The Fall season, vibrant colors, and brisk air set the stage for a time of transition and slayin’ bass. It’s a period to catch big bass, eat Halloween candy, and stuff your face with a Thanksgiving dinner. As the leaves transition into a vibrant array of reds, oranges, and yellows, the bass goes through a transition of its own and gets fired up. Largemouth and smallmouth bass, fueled by the changing conditions, trigger a behavior change and embark on a feeding frenzy in preparation for the impending winter. 

During the fall, bass move horizontally along a consistent depth.

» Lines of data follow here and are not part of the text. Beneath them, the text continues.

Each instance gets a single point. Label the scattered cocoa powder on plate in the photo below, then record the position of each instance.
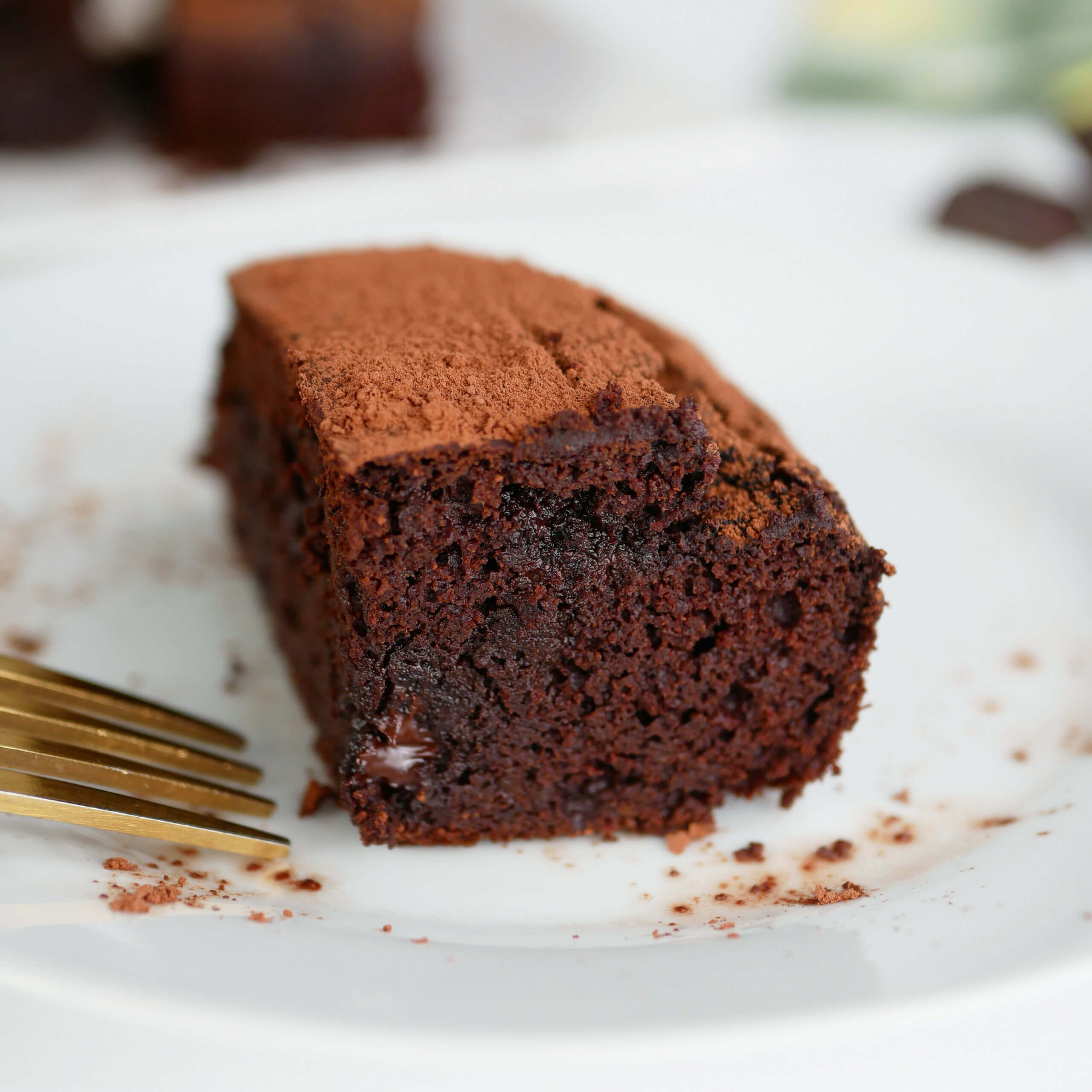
(143, 898)
(679, 840)
(753, 852)
(839, 850)
(849, 892)
(315, 796)
(23, 644)
(119, 865)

Starting mid to late fall, largemouth bass, which had made shallow bays their home during the summer, begin their journey by transitioning to secondary points before moving on to primary lead-in points. These lead-in points are extensions of the shoreline or submerged structures that create shifts in water depth. They become a magnet to bass and their prey.

Early in the fall, target bass near cover in shallower areas. Shallow structures like boat docks become prime fishing spots as they provide cover for bass and draw baitfish together. Also, river channel bars and ledges are rich in baitfish, making them ideal havens for bass. During warmer periods of the day, largemouth bass tend to move into shallower waters, attracted by pockets of warmth caused by fluctuations in water temperature. Experiment with faster presentations to trigger a reaction bite, as largemouths and smallmouths are still active and eager to take advantage of the abundance of prey. In late fall, when temperatures drop, it is better to transition to slower presentations and explore deeper structures. Accumulating knowledge of specific baitfish in your area and their seasonal movements, especially in the fall, will help you find bass.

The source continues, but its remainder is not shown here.